To test the improvements on the systems with Redis, a Dynomite cluster of 3 nodes, one in each Availability Zone, were tested three times for three hours each on DC_ONE and DC_QUORUM. Results for DC_ONE indicated that Dynomite could scale horizontally for throughput by increasing the number of nodes per region. Dynomite did not provide extra latency as it scaled, contributing only about 20% of the average latency (remainder from network and client processing). Additionally, the 95th percentile latency remained at 0.4ms and the node effect was less than 10% of latency.
DC_QUORUM also saw great scaling as cluster nodes increased, though the node achieved 18K OPS per node compared to 40K OPS per node in DC_ONE. Average and mean latency stayed below 2.5ms, though they were slightly higher than in the DC_ONE experiment, and the Dynomite level 95th percentile remained below 2ms and 3ms on the client side.

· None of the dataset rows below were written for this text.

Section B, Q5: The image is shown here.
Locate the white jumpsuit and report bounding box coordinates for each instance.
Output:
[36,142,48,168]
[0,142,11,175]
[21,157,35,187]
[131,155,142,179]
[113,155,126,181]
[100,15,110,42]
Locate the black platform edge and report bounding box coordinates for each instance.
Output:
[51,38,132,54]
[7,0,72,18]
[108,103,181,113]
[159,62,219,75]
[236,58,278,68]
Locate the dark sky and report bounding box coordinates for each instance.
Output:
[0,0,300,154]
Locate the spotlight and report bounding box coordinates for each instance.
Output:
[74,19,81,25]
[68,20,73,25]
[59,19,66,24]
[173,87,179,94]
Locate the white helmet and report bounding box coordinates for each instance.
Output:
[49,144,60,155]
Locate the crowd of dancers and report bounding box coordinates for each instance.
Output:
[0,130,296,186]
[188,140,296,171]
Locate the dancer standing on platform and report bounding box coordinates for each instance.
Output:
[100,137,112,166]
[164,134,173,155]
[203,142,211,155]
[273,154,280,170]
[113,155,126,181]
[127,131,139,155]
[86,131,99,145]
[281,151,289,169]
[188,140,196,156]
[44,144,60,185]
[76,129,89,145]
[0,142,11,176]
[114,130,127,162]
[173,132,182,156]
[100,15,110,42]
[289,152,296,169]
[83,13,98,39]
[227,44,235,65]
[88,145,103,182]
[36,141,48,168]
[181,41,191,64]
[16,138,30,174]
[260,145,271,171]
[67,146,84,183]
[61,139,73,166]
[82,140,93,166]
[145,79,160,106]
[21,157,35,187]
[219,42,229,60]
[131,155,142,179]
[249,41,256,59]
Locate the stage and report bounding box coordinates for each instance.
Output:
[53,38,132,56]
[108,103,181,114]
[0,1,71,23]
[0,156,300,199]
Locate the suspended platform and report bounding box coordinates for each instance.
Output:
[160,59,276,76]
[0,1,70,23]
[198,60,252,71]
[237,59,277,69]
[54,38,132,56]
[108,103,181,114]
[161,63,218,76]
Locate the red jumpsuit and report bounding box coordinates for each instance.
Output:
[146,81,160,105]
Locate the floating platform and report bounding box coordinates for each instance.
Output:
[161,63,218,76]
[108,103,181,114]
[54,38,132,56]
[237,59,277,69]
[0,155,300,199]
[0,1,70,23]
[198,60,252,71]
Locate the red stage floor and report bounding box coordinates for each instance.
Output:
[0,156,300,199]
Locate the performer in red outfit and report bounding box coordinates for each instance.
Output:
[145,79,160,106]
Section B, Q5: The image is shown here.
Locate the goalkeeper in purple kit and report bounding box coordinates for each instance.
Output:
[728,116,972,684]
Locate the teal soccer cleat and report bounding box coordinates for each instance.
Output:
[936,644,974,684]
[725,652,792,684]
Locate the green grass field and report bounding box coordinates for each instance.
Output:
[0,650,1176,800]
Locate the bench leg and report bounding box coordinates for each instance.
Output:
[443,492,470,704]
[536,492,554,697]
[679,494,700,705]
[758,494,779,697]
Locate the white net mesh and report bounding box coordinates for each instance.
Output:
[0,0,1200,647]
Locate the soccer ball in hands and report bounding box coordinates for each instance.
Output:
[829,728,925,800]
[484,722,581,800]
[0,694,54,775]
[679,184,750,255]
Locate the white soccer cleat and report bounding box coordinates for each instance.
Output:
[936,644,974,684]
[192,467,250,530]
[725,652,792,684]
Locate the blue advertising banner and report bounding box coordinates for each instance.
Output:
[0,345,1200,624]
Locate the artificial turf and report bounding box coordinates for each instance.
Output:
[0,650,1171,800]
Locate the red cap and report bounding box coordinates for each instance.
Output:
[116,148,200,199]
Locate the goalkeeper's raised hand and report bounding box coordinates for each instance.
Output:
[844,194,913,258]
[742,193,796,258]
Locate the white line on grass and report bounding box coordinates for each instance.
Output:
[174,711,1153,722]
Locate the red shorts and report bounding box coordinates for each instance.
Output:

When Redis Pipelining was used (client side batching that increases overall throughput at the expense of latency in some operations), throughput increased up to 50% for a small Dynomite cluster. However, as Dynomite scaled horizontally, the benefits were greatly diminished. To improve overall cluster performance, Dynomite nodes with better network capacity and using fewer availability zones could be used. Redis Pipeline can also be used for request batching to improve performance, and use of DC_QUORUM can yield better read and write guarantees but will have higher latencies and lower throughput.
The 30 Second Latency Spike
A company reported in November 2015 that it was experiencing a huge latency problem when CloudFlare’s CDN was responding to an HTTP request. Though CloudFlare initially blamed the network, ICMP pings to two IPs indicated a stable network with low latency. CloudFlare then tested a Linux server behind the router and saw the huge latency spikes, revealing that the problem was between the router and the server inside their datacenter. They then ran tcpdump on the affected server and located a particular ICMP packet that had kernel trouble.
With System Tap and a flame graph, they located the function that was the culprit (net_rx_action) and verified by testing the latency on that function. More flame graphs were made and the descendant of the function, tcp_collapse, was determined to be the cause of the spike. Tcp_collapse was performing garbage collection, merging adjacent TCP packets into one larger sk_buff, and increasing latency. The TCP socket receive buffer size was changed, as was the rmemsysctl. Though rmemsysctl of 2MiB solved the latency problem, it was not practical for high throughput and high latency connections, so 4MiB max rmem was chosen to resolve the latency spike issue.